Pour les Congolais et les partenaires internationaux, cette annonce vient répondre à une frustration persistante. Si l’Inspection générale des finances (IGF) avait multiplié les révélations de détournements ces dernières années, rassurant au passage les ONG et les investisseurs, l’absence de procès et de condamnations systématiques laissait un goût d’inachevé.
La mission de ce tribunal est donc claire : se spécialiser dans la « répression des infractions graves en matière économique et financière » pour offrir une issue judiciaire aux rapports d’enquête.
Figure emblématique de la lutte contre la corruption sous le mandat de Félix Tshisekedi, l’inspecteur général des finances honoraire, Jules Alingete, n’a pas tardé à réagir.
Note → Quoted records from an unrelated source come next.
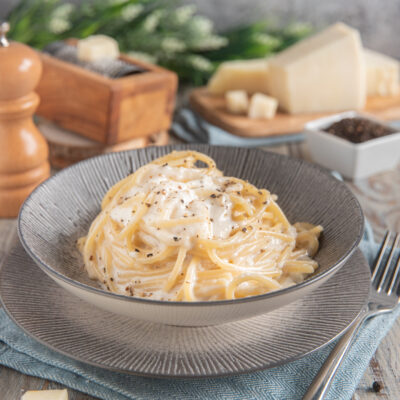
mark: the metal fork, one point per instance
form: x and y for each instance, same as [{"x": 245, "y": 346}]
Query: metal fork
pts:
[{"x": 383, "y": 298}]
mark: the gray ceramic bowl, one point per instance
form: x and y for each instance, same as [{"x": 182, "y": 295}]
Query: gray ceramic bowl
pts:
[{"x": 62, "y": 208}]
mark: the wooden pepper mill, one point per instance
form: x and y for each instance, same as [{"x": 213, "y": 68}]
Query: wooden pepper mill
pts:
[{"x": 23, "y": 150}]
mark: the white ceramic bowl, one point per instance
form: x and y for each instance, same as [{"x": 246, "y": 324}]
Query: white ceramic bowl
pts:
[
  {"x": 352, "y": 160},
  {"x": 61, "y": 210}
]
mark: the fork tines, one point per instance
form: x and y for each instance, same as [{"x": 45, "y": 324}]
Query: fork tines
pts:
[{"x": 386, "y": 271}]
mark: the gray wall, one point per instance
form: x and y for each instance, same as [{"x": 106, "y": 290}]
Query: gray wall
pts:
[{"x": 378, "y": 20}]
Dans un message publié sur son compte X, celui que l’on surnomme l’ex-« gendarme financier » a salué cette décision qui assure, selon lui, une « fin logique » à la traque des prédateurs des deniers publics.
« Nous saluons l’effectivité de la création du Tribunal pénal économique et financier ainsi que du Parquet Général près cette juridiction par Ordonnance-Loi », a-t-il écrit, avant de féliciter le chef de l’État pour cet acte qu’il qualifie d’« avancée majeure dans la lutte contre la corruption dans notre pays ». Avec cet outil judiciaire spécialisé, la RDC espère désormais transformer les preuves administratives en sanctions pénales concrètes.